The firm – which focuses on family law, estate planning, and business and corporate law – has grown steadily and organically over the years. With nine lawyers, Eddins expects to add a tenth by the end of the year. A key to the firm’s success is the diversity of its client base.


Attorney Kevin Eddins on a recent visit to an apple orchard with his daughters, Helen and Isabella.

“Even in severe economic downturns, we’ve managed to continue growing our business,” says Eddins. “If you have a good work product, people learn about you. You keep doing good work, and people stay with you.”

Eddins enjoys the ins-and-outs of running a business as well as devising marketing and strategic planning. He embraces the role of mentor. He describes himself as a generalist, able to advise and assist his clients with the vast majority of their business legal concerns.

“I’m a weird sort of animal,” he says of his practice, which is divided between high-level transactional work and litigation typically surrounding business deals gone bad. “We can do 80 to 90 percent of what a mid-size or even large business owner needs.”

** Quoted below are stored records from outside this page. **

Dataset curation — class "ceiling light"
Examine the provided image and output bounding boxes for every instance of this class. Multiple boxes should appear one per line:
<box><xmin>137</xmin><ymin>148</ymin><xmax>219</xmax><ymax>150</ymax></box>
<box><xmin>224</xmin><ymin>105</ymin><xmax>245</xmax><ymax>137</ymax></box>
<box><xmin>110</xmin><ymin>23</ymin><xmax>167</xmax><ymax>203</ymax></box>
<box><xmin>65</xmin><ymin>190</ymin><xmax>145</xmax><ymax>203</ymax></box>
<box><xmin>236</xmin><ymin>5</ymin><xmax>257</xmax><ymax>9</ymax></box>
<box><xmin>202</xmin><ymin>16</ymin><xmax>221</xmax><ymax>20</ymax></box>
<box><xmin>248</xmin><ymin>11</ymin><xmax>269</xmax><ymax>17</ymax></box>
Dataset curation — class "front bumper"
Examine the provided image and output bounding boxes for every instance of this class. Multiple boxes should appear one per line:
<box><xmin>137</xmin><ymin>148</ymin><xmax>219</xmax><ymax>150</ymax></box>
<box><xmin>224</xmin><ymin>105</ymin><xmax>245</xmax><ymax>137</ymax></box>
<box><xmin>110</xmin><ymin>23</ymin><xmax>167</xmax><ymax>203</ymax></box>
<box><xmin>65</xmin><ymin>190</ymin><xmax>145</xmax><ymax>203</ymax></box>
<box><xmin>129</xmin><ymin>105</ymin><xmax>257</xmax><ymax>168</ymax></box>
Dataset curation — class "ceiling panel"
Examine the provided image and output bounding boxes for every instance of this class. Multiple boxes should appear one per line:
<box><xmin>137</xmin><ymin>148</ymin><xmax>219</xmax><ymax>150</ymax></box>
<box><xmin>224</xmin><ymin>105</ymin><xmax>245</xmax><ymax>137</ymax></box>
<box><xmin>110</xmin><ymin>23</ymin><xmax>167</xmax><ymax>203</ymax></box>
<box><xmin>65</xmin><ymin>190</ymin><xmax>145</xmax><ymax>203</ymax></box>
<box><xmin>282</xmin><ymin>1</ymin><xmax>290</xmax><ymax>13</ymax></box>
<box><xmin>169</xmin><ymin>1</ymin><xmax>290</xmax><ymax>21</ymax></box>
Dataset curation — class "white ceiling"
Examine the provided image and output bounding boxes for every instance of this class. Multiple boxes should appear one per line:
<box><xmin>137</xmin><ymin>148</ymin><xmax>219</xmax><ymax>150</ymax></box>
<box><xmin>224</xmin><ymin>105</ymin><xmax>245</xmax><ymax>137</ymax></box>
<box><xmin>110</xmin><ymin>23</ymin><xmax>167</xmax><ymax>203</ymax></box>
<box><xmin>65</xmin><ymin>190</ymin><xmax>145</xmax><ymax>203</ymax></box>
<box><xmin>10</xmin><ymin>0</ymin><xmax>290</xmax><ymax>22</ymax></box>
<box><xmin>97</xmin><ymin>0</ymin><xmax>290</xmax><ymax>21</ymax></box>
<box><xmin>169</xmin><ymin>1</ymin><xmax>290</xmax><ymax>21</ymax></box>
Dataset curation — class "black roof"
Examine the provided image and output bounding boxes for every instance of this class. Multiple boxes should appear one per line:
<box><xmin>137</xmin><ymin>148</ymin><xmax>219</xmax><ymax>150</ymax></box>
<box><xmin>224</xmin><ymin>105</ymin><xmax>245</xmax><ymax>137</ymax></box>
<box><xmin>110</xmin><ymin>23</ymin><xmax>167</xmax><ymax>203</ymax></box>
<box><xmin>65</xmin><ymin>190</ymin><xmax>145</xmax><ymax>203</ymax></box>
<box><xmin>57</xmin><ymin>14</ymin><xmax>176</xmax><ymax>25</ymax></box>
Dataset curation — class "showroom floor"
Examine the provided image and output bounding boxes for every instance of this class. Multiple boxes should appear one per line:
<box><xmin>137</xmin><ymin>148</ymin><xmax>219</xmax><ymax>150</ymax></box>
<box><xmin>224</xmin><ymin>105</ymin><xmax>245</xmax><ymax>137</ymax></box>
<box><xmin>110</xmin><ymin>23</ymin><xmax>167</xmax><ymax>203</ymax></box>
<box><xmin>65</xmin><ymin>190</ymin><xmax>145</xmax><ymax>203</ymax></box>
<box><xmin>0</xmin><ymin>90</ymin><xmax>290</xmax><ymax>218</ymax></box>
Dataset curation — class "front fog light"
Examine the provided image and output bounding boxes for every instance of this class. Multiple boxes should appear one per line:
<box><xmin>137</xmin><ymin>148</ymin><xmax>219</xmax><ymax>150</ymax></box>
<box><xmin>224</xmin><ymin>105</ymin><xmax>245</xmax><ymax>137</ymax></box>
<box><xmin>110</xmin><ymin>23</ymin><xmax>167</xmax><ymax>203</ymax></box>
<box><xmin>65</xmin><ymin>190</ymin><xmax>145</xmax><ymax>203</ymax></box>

Membership in Primerus has helped the firm to serve client needs more fully and effectively and to compete for the sort of business that might previously have been beyond its grasp.

“It’s been great to plug in to certain areas of expertise that are not in our wheelhouse,” says Eddins. “[Primerus] enables us to provide more and better services to the clients we have and to be able to compete with larger firms that seem to have unlimited resources.”

He recently attended the Primerus Southern Regional Meeting in Houston where he appreciated insights into building a solid marketing and business development culture.

“It’s helped us get to a different level and to begin to think more broadly about the sorts of things we’re capable of doing,” he says.